Pennycuick’s (1989) model predicts a far better performance than is shown in our measurements. At the relevant range of wind speeds, kestrels should be able to hang motionless with values of θ slightly over 4°. However, the average value of θ was 6.5°. The angle predicted by the model would allow the kestrel to hang even higher than the height recorded during windhovering over the leeward side. Tucker’s (1987) constant span model gives virtually the same results as Pennycuick’s model if we use the same variables to calculate θ. Tucker and Parrott’s (1970) semi-empirical model, evaluated using the same data set and a K value (the ratio between the parasite drag of the bird and that of a flat plate) of 2.4, provides a better match to our data, although the predicted vertical angles are slightly lower than the actual ones. Our data for 100% hanging fit this model exactly.

Our data set of 103 bouts of more than 90 % hanging does not, of course, reflect the best possible performance, mainly because of the unstable wind conditions. Videler et al. (1988a,b) trained kestrels to fly between two falconers in a windless corridor. At the end of each flight the kestrels glided before landing. Analysis of the gliding kinematics showed that the kestrels were only losing speed, on average from 9.5 to 7.2ms⁻¹, and not height. The maximum L/D ratio there was 11.7, which would be the equivalent of a gliding angle of 5° if the birds were losing height instead of velocity. Tucker and Heine (1990) flew a 0.7 kg Harris’ hawk in a tilted wind tunnel. This bird showed a maximum L/D ratio of 10.9 or a glide angle of 5.2°, at speeds between 8 and 14.7ms⁻¹. Pennycuick’s (1989) model predicts 13.9 as the best glide ratio for a 0.2kg kestrel at 7.7 ms⁻¹. The preferred wind speed for hanging was 1ms⁻¹ higher on average and the predicted glide ratio at that speed is 11.5, which is in good agreement with the corridor measurements and probably reflects the best possible performance of kestrels under steady conditions.

Kestrels seem to prefer a fairly narrow range of wind speeds during straight forward flapping flight, windhovering and hanging. The cruising speed of unloaded kestrels in the corridor was slightly over 9 ms⁻¹ and the preferred range of wind speeds for windhovering was between 5 and 11ms⁻¹ (Videler et al. 1983). The wind velocities during the hanging sequences varied between 7 and 12 ms⁻¹ (8.7ms⁻¹ on average). The models of Tucker (1974), Pennycuick (1975) and Greenewalt (1975) predict U-shaped relationships between the cost of flapping flight and flight speed. Gliding models predict U-shaped relationships between the vertical wind angle θ and the wind speed. The extreme values for flapping flight costs and the extreme values of θ required for gliding at the lower and higher ranges of speed (below 5ms⁻¹ and over 11ms⁻¹) are probably the reason why kestrels are never observed under these conditions.
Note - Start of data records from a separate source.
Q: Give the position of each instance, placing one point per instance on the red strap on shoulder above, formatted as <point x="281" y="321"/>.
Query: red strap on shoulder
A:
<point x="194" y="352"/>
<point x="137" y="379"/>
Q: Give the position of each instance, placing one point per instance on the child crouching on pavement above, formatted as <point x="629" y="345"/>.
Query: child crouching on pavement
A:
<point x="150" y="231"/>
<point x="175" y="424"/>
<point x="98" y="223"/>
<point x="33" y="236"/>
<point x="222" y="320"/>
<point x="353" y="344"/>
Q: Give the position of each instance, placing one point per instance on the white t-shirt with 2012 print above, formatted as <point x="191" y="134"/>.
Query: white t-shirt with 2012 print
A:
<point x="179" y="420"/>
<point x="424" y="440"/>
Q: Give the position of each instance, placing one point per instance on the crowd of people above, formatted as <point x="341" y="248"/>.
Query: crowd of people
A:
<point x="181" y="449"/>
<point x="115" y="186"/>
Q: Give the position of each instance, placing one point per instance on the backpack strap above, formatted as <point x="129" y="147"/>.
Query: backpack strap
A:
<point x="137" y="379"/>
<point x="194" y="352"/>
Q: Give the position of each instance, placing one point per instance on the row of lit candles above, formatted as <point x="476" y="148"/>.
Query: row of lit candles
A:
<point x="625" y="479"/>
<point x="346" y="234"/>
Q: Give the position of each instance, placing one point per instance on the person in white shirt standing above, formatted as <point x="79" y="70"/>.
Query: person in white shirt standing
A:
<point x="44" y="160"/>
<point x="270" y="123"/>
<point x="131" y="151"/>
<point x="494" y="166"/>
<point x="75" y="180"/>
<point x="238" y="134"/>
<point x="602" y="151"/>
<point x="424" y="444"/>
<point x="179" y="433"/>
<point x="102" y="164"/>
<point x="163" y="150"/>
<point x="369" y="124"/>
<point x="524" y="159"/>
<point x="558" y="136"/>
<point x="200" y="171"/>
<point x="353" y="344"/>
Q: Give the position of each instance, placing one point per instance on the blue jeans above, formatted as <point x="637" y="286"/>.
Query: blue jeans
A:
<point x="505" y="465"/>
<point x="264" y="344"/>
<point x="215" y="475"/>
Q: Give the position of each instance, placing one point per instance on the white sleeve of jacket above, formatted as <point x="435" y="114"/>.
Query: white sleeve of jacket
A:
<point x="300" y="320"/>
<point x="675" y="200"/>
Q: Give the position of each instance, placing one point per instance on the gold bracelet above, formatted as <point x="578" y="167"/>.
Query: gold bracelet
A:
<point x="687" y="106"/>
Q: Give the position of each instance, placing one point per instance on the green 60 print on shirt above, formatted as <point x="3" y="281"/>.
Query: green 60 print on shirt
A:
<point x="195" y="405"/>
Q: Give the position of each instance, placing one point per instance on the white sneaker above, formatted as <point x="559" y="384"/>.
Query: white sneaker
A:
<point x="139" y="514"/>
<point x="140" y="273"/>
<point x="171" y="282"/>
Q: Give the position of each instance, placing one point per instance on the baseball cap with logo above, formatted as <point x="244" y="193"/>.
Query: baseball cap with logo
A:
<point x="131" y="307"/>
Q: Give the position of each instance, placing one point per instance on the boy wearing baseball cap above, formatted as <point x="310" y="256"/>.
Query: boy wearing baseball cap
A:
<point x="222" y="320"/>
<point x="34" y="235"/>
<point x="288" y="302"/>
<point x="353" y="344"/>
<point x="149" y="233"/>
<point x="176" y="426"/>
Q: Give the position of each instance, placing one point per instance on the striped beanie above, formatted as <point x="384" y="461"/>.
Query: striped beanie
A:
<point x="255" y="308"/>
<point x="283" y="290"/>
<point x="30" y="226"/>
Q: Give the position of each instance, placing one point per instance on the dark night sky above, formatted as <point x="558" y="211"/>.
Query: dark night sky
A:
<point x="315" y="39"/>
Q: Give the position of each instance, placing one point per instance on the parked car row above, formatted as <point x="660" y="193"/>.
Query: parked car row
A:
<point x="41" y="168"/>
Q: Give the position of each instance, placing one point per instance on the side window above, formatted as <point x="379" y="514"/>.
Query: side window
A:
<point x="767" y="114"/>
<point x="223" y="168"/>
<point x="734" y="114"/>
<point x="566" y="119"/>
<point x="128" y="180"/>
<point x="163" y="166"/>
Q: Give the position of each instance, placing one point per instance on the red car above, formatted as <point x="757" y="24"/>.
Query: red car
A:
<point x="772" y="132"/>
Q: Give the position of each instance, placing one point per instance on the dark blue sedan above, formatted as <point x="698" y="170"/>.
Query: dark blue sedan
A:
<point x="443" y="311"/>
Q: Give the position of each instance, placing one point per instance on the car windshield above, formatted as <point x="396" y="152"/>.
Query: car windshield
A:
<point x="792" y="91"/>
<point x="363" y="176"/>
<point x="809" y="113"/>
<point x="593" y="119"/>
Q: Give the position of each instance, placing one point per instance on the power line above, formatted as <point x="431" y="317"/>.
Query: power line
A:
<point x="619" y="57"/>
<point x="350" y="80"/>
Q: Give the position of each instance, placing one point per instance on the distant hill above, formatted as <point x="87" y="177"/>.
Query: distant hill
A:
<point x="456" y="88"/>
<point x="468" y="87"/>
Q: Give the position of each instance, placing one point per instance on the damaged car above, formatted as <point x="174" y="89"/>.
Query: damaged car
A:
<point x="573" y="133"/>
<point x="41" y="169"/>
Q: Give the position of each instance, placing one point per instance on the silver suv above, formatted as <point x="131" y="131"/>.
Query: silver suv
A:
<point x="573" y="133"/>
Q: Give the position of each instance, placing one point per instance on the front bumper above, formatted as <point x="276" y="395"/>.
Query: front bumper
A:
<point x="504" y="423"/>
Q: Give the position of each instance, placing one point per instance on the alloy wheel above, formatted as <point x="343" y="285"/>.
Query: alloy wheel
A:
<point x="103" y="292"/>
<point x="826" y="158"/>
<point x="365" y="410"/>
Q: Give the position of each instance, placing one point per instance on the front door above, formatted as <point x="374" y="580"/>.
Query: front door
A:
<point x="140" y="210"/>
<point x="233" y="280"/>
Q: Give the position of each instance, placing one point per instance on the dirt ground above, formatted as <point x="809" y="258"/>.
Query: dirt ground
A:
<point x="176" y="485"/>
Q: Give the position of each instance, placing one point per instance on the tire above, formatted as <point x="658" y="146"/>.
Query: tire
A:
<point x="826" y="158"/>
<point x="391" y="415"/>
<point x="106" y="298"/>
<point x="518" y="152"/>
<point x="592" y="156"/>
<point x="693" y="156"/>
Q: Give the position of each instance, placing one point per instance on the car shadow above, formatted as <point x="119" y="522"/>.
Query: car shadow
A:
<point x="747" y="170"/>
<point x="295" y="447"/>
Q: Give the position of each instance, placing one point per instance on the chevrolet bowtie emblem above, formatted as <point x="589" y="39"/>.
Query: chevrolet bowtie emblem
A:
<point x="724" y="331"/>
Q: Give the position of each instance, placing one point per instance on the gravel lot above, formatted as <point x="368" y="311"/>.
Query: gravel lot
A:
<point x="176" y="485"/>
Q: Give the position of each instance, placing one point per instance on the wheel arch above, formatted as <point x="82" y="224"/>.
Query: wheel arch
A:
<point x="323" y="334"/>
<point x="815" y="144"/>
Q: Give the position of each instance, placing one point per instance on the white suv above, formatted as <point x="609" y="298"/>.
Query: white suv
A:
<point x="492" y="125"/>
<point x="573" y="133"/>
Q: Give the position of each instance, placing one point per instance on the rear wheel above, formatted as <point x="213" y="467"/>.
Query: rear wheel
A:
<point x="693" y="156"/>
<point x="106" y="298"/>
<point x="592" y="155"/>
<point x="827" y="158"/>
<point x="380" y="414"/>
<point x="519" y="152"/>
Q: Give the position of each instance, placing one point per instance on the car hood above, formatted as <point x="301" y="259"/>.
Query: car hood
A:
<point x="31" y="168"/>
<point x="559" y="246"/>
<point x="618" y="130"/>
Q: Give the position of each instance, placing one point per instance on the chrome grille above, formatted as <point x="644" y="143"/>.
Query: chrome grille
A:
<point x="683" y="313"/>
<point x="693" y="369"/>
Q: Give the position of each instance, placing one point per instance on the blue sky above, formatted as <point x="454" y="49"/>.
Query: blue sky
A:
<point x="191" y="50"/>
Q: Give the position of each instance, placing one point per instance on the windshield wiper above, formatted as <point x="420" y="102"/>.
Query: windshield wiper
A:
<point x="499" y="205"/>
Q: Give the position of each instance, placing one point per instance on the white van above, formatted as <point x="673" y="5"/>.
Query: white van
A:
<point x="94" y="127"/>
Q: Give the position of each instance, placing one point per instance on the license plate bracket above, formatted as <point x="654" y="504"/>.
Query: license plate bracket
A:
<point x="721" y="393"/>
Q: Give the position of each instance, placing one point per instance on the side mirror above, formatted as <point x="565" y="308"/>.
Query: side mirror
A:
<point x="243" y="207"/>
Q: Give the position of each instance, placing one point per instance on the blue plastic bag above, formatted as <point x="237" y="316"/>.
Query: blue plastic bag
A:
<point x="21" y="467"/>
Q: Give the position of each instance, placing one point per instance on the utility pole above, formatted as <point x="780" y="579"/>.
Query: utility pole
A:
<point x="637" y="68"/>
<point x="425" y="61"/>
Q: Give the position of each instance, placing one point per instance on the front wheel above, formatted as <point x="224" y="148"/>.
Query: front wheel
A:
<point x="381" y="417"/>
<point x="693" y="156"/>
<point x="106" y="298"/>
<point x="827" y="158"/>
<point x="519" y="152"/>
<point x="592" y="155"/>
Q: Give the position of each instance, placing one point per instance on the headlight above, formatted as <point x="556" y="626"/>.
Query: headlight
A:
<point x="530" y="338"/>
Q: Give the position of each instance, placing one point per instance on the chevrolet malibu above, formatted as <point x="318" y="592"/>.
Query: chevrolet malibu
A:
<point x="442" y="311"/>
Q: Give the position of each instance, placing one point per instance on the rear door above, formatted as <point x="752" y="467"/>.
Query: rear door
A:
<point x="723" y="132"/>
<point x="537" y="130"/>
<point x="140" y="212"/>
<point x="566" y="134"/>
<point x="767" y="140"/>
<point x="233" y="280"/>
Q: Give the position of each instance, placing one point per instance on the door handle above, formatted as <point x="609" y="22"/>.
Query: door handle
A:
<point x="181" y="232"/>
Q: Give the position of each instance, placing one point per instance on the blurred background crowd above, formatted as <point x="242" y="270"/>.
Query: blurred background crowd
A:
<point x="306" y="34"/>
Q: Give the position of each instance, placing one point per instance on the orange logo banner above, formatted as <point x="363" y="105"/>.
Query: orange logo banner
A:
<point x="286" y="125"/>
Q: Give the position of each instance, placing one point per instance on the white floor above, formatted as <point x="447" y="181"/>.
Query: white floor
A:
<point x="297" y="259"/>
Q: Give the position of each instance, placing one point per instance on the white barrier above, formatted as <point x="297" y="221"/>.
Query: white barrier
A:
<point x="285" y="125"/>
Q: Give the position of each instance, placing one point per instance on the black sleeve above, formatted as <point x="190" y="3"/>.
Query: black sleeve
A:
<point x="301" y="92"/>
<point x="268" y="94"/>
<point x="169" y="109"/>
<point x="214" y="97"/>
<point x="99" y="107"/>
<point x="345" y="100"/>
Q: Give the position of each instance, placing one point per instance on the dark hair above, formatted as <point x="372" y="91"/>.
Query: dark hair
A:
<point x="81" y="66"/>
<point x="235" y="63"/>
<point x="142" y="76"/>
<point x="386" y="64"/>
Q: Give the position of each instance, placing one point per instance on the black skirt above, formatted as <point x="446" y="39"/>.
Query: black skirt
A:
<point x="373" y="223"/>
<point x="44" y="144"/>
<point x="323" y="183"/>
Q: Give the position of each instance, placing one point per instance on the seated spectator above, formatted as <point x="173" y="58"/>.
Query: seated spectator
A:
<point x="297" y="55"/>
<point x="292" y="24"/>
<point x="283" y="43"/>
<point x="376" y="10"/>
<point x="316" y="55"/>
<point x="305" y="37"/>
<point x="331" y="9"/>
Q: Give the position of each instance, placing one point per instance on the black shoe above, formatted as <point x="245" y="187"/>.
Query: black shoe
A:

Masman and Klaassen (1987) assume the metabolic cost of hanging to be 10 % of the cost of windhovering or active flight. This would be 1.46 W if we use their figure for the metabolic cost of flight. A kestrel hanging for more than 90 % of the hunting time would use about 2.8 W and would gain 11.8 W on the expenditure side of the energy balance. The yield per hour, however, is 2 voles less than during windhovering. One hour of windhovering yields about 6.5 voles and the energy required to catch these is 52.5 kJ. This amount of energy would allow a kestrel approximately 5 h of more than 90 % hanging flight with a yield of 20 voles. The time it takes to catch a certain number of voles is 1.6 times longer if the kestrel uses more than 90 % hanging instead of windhovering, but it requires only one-third of the energy.

Financial support of the Hasselblad Foundation is gratefully acknowledged.